Die belangte Behörde vertritt hiezu im angefochtenen Bescheid die Rechtsansicht, es sei bei beiden in Rede stehenden Druckwerken eine Verbreitung auch im Inland gegeben gewesen.

Diese rechtliche Würdigung wird jedoch dem geschilderten Sachverhalt bei richtiger Auslegung des Begriffes "Verbreitung" und bei der gebotenen Betrachtung jedes Druckwerkes für sich beim Druckwerk "D" nicht gerecht. Denn von einer "Verbreitung" eines Druckwerkes kann nach Ansicht des Verwaltungsgerichtshofes jedenfalls insoweit nicht gesprochen werden, als Exemplare des Druckwerkes nur als Beleg für Personen dienen, die wie der Medieninhaber, der Auftraggeber des ganzen oder von Teilen des Druckwerkes sowie der Drucker an der Herstellung des Druckwerkes beteiligt waren.
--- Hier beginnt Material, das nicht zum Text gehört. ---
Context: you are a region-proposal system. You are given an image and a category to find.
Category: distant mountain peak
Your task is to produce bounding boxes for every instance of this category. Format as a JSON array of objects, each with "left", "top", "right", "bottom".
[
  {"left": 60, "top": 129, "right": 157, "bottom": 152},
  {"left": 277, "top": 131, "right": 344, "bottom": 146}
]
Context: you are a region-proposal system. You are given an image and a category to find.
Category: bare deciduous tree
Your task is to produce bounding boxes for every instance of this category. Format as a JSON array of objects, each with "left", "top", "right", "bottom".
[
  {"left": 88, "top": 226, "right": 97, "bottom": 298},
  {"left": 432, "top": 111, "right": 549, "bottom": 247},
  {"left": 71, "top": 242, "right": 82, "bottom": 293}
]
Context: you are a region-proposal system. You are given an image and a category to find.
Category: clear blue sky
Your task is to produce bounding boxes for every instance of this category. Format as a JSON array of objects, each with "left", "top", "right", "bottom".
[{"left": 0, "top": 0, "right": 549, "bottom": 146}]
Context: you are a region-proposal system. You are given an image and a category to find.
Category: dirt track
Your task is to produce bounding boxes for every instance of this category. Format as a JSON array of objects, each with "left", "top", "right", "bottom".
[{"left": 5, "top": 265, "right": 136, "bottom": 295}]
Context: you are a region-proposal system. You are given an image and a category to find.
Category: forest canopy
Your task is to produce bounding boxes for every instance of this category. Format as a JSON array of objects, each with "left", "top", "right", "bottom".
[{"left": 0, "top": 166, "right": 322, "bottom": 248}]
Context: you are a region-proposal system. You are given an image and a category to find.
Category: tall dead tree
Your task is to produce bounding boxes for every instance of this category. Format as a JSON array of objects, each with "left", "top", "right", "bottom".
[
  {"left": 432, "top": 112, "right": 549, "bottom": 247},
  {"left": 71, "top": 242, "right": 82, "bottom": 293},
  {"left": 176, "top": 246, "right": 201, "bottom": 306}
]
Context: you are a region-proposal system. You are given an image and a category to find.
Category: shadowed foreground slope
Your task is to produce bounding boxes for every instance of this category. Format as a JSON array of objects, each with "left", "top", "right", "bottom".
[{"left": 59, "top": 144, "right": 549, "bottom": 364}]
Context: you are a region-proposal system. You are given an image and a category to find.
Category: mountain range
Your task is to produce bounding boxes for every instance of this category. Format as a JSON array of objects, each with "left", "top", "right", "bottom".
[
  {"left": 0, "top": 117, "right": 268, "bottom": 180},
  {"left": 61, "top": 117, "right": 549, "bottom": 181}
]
Hingegen könnte beim Druckwerk "M" bei dem geschilderten Sachverhalt zu Recht davon gesprochen werden, daß eine Verbreitung im Inland auch dann erfolgte, wenn die Absicht der inländischen Abnehmer in allen Fällen gewesen sein sollte, die erworbenen Exemplare des Druckwerkes in der Folge ausschließlich im Ausland zu verwenden. Auch eine geringe Verbreitung eines Druckwerkes im Inland schlösse die Annahme aus, das Druckwerk sei ausschließlich im Ausland verbreitet worden. Das nach dem Mediengesetz erforderliche Merkmal der Verbreitung "an einen größeren Personenkreis" ist hiebei mangels eines Anhaltspunktes im Gesetz für eine getrennt nach In- und Ausland vorzunehmende Beurteilung nach der Verbreitung insgesamt zu prüfen.

Der angefochtene, eine einheitliche Abgabenfestsetzung u.a. für die beiden in Rede stehenden Druckwerke enthaltende Bescheid erweist sich sohin selbst dann als inhaltlich rechtswidrig, wenn beim Druckwerk "M" zu Recht davon gesprochen werden könnte, daß die Verbreitung auch im Inland erfolgt ist.

Aus diesen Erwägungen mußte der angefochtene Bescheid gemäß § 42 Abs. 2 Z. 1 VwGG zur Gänze wegen Rechtswidrigkeit seines Inhaltes aufgehoben werden.

Die Entscheidung über den Aufwandersatz stützt sich auf die §§ 47 ff VwGG in Verbindung mit der Verordnung des Bundeskanzlers BGBl. Nr. 104/1991, insbesondere auf deren Art. III Abs. 2. Die Umsatzsteuer ist in den pauschalierten Sätzen dieser Verordnung bereits enthalten.

Stempelgebührenersatz war nur hinsichtlich der zur Beschwerdeführung erforderlichen Urkunden zuzusprechen.